Chronique

Joe Rosenberg Ensemble

Rituals And Legends

Joe Rosenberg (ss), Daniel Erdmann (ts, ss), Bruno Angelini (p), Arnault Cuisinier (b), Edward Perraud (dms) + Stéphane Payen (as), Olivier Py (bs), Antonin-Tri Hoang (as), Robin Fincker (ts)

Label / Distribution : Quark

Le remarquable travail effectué par Joe Rosenberg depuis de nombreuses années n’est malheureusement pas porté aux oreilles de tous, et il apparaîtra à tous ceux qui se pencheront sur ses réalisations que sa faible exposition est tout à fait dommageable. Profitons donc de la sortie d’un nouveau et magnifique disque du saxophoniste pour rappeler qu’il est vivement recommandé de découvrir sa musique.

Lui, à propos, semble mû par une insatiable curiosité, ou, pour être plus précis, un ardent désir de faire se rencontrer les musiques. Son précédent et magnifique album Resolution avait pour ambition de faire cohabiter au sein d’une sorte de longue suite, où primaient tour à tour la mise en place pointilleuse d’ambiances travaillées et la beauté brute du geste musical spontané, trois compositions issues d’univers très différents. « Fratres » d’Arvo Pärt donnait lieu à un enivrant concerto pour batterie, « Blue Jay Way » de George Harrison voyait son thème décliné sur des tempi et atmosphères différents, et « Resolution », le premier mouvement de A Love Supreme, était interprété de manière alanguie, mais à l’intérieur d’un écrin rythmique puissant, comme si cette incantation, avant de devenir transe, ne devait être qu’une prière. Qu’elles évoquent la sacralité, la mystique ou la foi, les trois compositions choisies étaient empreintes de spiritualité et reliées entre elles par des compositions instantanées tirant parti des talents d’improvisateurs des membres du groupe. Musiciens que l’on retrouve, du moins pour le socle rythmique, sur le présent disque.

Cette fois, ce ne sont pas trois compositions qui servent d’axe central, mais deux continents. De la même manière que l’intention était sur Resolution de dresser des ponts entre des styles, il s’agit cette fois de « traiter » des cultures musicales hétérogènes de manière cohérente, en leur assignant l’idiome jazz comme dénominateur commun. Il a de fait cherché, et réussi, à extraire l’essence de musiques en provenance d’Inde, de Bali ou du Burundi et de les adapter au langage qu’il partage avec son ensemble.

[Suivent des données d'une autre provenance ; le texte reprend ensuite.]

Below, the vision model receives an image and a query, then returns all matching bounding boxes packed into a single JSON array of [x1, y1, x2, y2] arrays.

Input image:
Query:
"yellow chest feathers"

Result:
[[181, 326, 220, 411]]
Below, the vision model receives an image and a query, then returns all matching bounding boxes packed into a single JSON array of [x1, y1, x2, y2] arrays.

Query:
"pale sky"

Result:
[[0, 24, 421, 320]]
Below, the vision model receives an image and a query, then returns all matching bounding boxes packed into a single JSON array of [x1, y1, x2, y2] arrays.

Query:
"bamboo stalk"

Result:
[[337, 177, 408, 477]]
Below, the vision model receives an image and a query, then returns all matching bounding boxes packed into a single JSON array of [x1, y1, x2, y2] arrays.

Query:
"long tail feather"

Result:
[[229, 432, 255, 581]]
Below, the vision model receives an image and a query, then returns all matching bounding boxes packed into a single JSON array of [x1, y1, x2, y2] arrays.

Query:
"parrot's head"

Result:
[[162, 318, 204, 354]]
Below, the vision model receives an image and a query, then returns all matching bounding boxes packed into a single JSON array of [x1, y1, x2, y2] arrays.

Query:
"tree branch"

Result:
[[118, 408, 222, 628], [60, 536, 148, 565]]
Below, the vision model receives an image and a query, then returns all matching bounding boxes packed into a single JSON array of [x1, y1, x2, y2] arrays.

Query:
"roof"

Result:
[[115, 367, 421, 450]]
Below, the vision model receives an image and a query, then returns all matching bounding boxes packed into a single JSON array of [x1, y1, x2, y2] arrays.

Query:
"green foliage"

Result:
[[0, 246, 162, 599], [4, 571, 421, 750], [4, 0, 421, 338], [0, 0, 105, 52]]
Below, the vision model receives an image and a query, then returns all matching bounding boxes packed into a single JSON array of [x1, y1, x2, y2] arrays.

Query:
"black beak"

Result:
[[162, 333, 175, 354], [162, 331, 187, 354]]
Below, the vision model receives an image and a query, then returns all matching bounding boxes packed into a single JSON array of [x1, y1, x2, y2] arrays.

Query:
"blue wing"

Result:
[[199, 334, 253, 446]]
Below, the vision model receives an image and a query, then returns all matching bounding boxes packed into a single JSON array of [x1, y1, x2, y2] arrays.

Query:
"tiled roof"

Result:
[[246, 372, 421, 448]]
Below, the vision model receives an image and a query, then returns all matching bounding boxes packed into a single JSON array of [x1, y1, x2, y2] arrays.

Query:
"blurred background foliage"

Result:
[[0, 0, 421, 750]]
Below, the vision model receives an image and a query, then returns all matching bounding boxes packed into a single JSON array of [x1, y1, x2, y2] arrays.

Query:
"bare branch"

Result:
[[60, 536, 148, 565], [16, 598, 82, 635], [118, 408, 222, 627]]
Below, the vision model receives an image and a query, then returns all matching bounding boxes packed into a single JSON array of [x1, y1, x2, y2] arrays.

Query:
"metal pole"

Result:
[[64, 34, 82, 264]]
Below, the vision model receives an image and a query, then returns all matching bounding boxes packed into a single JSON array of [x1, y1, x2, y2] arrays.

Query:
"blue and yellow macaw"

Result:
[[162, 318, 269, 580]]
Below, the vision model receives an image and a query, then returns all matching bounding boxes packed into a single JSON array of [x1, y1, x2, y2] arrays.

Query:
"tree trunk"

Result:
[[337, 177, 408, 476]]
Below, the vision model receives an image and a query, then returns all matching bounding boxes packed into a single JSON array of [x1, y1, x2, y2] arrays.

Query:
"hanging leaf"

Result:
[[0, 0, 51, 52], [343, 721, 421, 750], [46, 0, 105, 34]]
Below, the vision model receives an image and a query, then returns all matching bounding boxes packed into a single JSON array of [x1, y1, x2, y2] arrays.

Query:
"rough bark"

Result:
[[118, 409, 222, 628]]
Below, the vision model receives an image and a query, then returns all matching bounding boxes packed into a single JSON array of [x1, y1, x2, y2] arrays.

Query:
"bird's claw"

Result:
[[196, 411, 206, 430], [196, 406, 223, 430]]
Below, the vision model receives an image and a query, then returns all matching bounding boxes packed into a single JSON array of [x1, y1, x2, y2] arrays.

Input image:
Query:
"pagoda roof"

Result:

Peu de pièces mais de longs développements dans ce disque où les musiciens bénéficient de beaucoup d’espace. A commencer par le trio « rythmique », en constante conversation et qui joue magnifiquement avec le silence. Edward Perraud et Arnault Cuisinier entretiennent une pulsation sur le fil, avec beaucoup de liberté, et peuvent en quelques secondes passer de l’euphorie au minimal, avec un propos d’une égale richesse. Ce terrain mouvant, instable et fragile est un terreau idéal à l’épanouissement du jeu de Bruno Angelini, toujours inspiré sur ces aires où il peut laisser libre court à ses phrases cristallines et à ses subtils mouvements harmoniques. L’entente des trois relève de la télépathie, et si chacun délivre une impressionnante somme de gestes individuels, le trio se meut tel un félin, avec une démarche lente et majestueuse dont on sait qu’elle peut à tout moment se transformer en course effrénée. Parfois le félin se tapit, attend son moment, puis surgit toutes griffes dehors. Ses accélérations sont mesurées, utiles. Il impressionne autant par sa grâce que par sa fougue. Et puis il y a les saxophones. Celui de Rosenberg, bien sûr, soprano au son plein et chaleureux, au phrasé précis. Ceux de Daniel Erdmann, toujours passionnant et charismatique dans son habileté pour enflammer la musique et y ménager d’inattendues variations. Il y a le saxophone alto de Stéphane Payen qui s’offre un embrasement sur « Akazehe », puis qui se mêle au baryton d’Olivier Py sur « Teen Tal », une pièce indienne inspirée par un duo de tablas entre Alla Rakha et Zakir Hussain. Les saxophones sont de plus en plus nombreux à mesure que le disque avance. Joe Rosenberg a été jusqu’à réunir un sextet de saxophones en ajoutant Antonin-Tri Hoang et Robin Fincker sur « Kecak », adaptation d’un chant balinais. Loin d’aboutir à une démonstration de force, cette configuration inhabituelle favorise le travail sur la matière, notamment durant l’introduction du morceau, puis, par le biais d’une écriture ciselée, permet une mise en place pointue basée sur la complémentarité de motifs. Le sextet devient à lui seul une machine puissante productrice de rythme qui libère du champ au trio socle.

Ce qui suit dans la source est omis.